Six Months Spent in the Light Hearted Part of the Dark Side of Town is the product of a songwriter who is blessed with the kind of sight that readily takes in the observations many of us run from desperately and blindly, arms outstretched in frenzied search for the first thing that will offer us shelter from what we don't want to, or cannot, see.

Though the Terror Sheets really only became a band in March, Syverson and Early have been fooling around with the idea for a year and a half. "Transmarine broke up and we still wanted to play together," says Syverson, "so we just got in the basement and went away at it. April came around and my roommate Eric [Judy, of Modest Mouse] wanted to record us, so we recorded it at home. It gave us a lot of freedom; we'd just wake up and begin working on whatever we wanted to work on. Eric's a really good person to work with like that."

How does something so spare translate to a three-piece (a drummer, Brian Hoyne, now rounds out the band) in a live setting? The same but different, according to Syverson. "We try to fill the gaps live, the stuff that wouldn't be there without overdubs. But we try to have variety in our set. Some of the stuff is quieter than it is on the demo and some of it is louder.
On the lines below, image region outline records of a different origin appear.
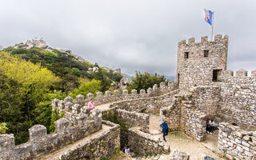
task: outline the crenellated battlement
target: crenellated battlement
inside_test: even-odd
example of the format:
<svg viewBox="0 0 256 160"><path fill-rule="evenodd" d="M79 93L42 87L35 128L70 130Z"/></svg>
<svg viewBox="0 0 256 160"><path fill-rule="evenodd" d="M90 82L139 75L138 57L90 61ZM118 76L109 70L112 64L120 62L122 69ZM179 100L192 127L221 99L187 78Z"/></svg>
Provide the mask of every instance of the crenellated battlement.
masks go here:
<svg viewBox="0 0 256 160"><path fill-rule="evenodd" d="M222 35L222 34L216 34L214 36L214 39L213 41L210 41L208 39L208 36L203 36L201 37L201 41L195 42L195 38L192 37L188 39L188 41L186 40L182 40L178 42L178 46L190 46L190 45L193 45L194 43L197 43L197 45L202 45L204 44L206 42L211 42L211 43L217 43L217 42L228 42L228 36L227 35Z"/></svg>
<svg viewBox="0 0 256 160"><path fill-rule="evenodd" d="M102 129L102 112L95 109L88 114L80 113L77 121L72 126L69 120L62 118L54 122L55 131L50 134L46 134L46 126L35 125L29 129L29 142L18 146L14 146L13 134L0 134L1 159L38 158L74 143Z"/></svg>
<svg viewBox="0 0 256 160"><path fill-rule="evenodd" d="M216 34L214 41L202 37L181 41L178 46L177 83L182 91L198 86L220 82L222 72L226 70L228 36Z"/></svg>
<svg viewBox="0 0 256 160"><path fill-rule="evenodd" d="M240 69L235 72L234 75L234 71L230 70L225 70L223 72L223 77L234 77L234 78L251 78L252 79L256 79L256 69L250 72L250 77L248 76L248 71L244 69Z"/></svg>
<svg viewBox="0 0 256 160"><path fill-rule="evenodd" d="M86 99L85 99L83 95L79 94L76 97L76 101L71 97L66 97L64 100L53 100L52 109L58 110L59 112L65 112L64 118L67 118L74 124L78 124L77 115L80 113L88 114L90 112L90 110L87 107L87 104L90 98L94 98L95 105L100 105L123 100L154 97L165 93L169 93L171 90L174 90L176 84L174 81L170 80L168 82L168 86L166 86L166 82L162 82L160 83L159 87L155 84L154 85L153 89L147 89L147 92L146 92L145 90L141 90L139 94L137 93L136 90L132 90L130 94L128 94L127 90L124 90L122 94L120 94L120 91L116 90L112 95L111 91L106 90L105 92L105 96L103 96L102 92L98 92L96 94L96 98L94 98L93 94L89 93L86 94Z"/></svg>

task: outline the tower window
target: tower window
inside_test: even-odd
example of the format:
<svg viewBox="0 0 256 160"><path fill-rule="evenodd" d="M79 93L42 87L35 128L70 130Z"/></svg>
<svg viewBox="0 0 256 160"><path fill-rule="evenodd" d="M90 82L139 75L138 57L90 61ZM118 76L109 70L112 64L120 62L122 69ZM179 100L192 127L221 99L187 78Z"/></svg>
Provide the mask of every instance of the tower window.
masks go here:
<svg viewBox="0 0 256 160"><path fill-rule="evenodd" d="M184 58L189 58L189 52L185 52L184 53Z"/></svg>
<svg viewBox="0 0 256 160"><path fill-rule="evenodd" d="M209 56L209 50L203 50L203 57L208 58Z"/></svg>
<svg viewBox="0 0 256 160"><path fill-rule="evenodd" d="M213 82L219 82L222 70L214 70L213 71Z"/></svg>

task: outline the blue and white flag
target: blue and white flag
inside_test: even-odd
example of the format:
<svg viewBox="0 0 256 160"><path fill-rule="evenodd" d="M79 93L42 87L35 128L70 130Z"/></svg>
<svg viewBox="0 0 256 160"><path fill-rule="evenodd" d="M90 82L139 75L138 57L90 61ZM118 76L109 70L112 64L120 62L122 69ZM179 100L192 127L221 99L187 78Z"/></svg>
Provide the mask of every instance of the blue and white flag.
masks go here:
<svg viewBox="0 0 256 160"><path fill-rule="evenodd" d="M210 26L213 26L213 14L214 13L210 10L207 10L205 9L206 12L206 18L205 20L208 22Z"/></svg>

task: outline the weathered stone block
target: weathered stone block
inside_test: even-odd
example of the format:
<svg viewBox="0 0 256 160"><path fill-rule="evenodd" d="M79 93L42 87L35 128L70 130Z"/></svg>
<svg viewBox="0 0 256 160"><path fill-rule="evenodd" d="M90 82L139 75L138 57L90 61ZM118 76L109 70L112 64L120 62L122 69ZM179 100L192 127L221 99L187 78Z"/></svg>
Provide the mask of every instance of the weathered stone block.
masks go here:
<svg viewBox="0 0 256 160"><path fill-rule="evenodd" d="M86 94L87 100L90 101L91 98L94 98L94 95L92 93L89 93Z"/></svg>
<svg viewBox="0 0 256 160"><path fill-rule="evenodd" d="M86 104L85 96L79 94L76 97L76 98L77 98L77 103L78 103L82 106L85 106Z"/></svg>
<svg viewBox="0 0 256 160"><path fill-rule="evenodd" d="M247 70L245 70L243 69L240 69L236 71L235 73L235 77L238 78L243 78L243 77L247 77Z"/></svg>
<svg viewBox="0 0 256 160"><path fill-rule="evenodd" d="M78 126L82 128L86 126L87 115L83 113L80 113L78 118Z"/></svg>
<svg viewBox="0 0 256 160"><path fill-rule="evenodd" d="M59 102L59 100L57 99L57 98L55 98L55 99L54 99L54 100L52 101L51 106L52 106L52 107L53 107L53 110L55 109L55 108L56 108L56 109L58 108L58 102Z"/></svg>
<svg viewBox="0 0 256 160"><path fill-rule="evenodd" d="M70 130L70 122L64 118L55 121L54 126L56 133L64 134Z"/></svg>
<svg viewBox="0 0 256 160"><path fill-rule="evenodd" d="M194 42L194 38L189 38L188 44L191 44L193 42Z"/></svg>
<svg viewBox="0 0 256 160"><path fill-rule="evenodd" d="M0 153L6 150L12 150L14 147L14 135L0 134Z"/></svg>
<svg viewBox="0 0 256 160"><path fill-rule="evenodd" d="M142 89L142 90L139 90L139 94L142 94L142 95L144 95L144 94L146 94L146 90L143 90L143 89Z"/></svg>
<svg viewBox="0 0 256 160"><path fill-rule="evenodd" d="M251 71L251 74L250 74L251 78L256 78L256 69Z"/></svg>
<svg viewBox="0 0 256 160"><path fill-rule="evenodd" d="M123 95L128 95L128 90L122 90L122 94Z"/></svg>
<svg viewBox="0 0 256 160"><path fill-rule="evenodd" d="M146 93L147 93L148 94L150 94L152 93L152 88L148 88L148 89L146 90Z"/></svg>
<svg viewBox="0 0 256 160"><path fill-rule="evenodd" d="M96 98L97 98L97 99L101 99L101 98L102 98L102 95L103 95L102 92L101 92L101 91L97 92L97 93L96 93Z"/></svg>
<svg viewBox="0 0 256 160"><path fill-rule="evenodd" d="M160 88L165 88L166 87L166 82L162 82L161 83L160 83Z"/></svg>
<svg viewBox="0 0 256 160"><path fill-rule="evenodd" d="M114 90L114 96L117 97L120 95L120 91L118 90Z"/></svg>
<svg viewBox="0 0 256 160"><path fill-rule="evenodd" d="M179 151L178 150L174 150L170 154L170 160L189 160L190 155L186 152Z"/></svg>
<svg viewBox="0 0 256 160"><path fill-rule="evenodd" d="M136 95L137 94L137 90L131 90L131 94Z"/></svg>
<svg viewBox="0 0 256 160"><path fill-rule="evenodd" d="M79 114L81 112L81 108L82 108L82 106L80 106L79 104L74 104L72 106L72 113Z"/></svg>
<svg viewBox="0 0 256 160"><path fill-rule="evenodd" d="M157 84L154 84L154 86L153 86L153 91L155 91L155 90L157 90L158 89L158 86L157 85Z"/></svg>
<svg viewBox="0 0 256 160"><path fill-rule="evenodd" d="M67 111L71 111L73 106L73 102L67 102L65 103L65 110Z"/></svg>
<svg viewBox="0 0 256 160"><path fill-rule="evenodd" d="M29 129L30 142L40 141L47 134L46 127L42 125L35 125Z"/></svg>
<svg viewBox="0 0 256 160"><path fill-rule="evenodd" d="M208 36L204 36L201 38L201 42L208 42Z"/></svg>
<svg viewBox="0 0 256 160"><path fill-rule="evenodd" d="M106 90L106 91L105 92L105 96L106 96L106 98L111 97L111 95L112 95L111 91Z"/></svg>
<svg viewBox="0 0 256 160"><path fill-rule="evenodd" d="M233 77L234 76L234 72L232 70L227 70L224 71L223 75L225 77Z"/></svg>
<svg viewBox="0 0 256 160"><path fill-rule="evenodd" d="M73 98L70 97L70 96L68 96L68 97L64 98L64 102L65 102L65 103L68 102L73 102Z"/></svg>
I guess it's the same sound, but it's just different."

Syverson says the Terror Sheets plan on recording a full-length debut in the winter, and with at least two local labels showing interest in the band, it's no stretch of the imagination that the project will be backed by someone other than its members.

When I compliment the singer on Six Months Spent in the Light Hearted Part of the Dark Side of Town, he stops me mid-sentence to tell me he's blushing-- something I'd never have known, considering we're speaking over the phone. I ask Syverson about the band's name, and he tells me it has to do with sleep anxiety and how that reflects on your day. His songs have the same effect. Hear them once and you'll be thinking about them all day.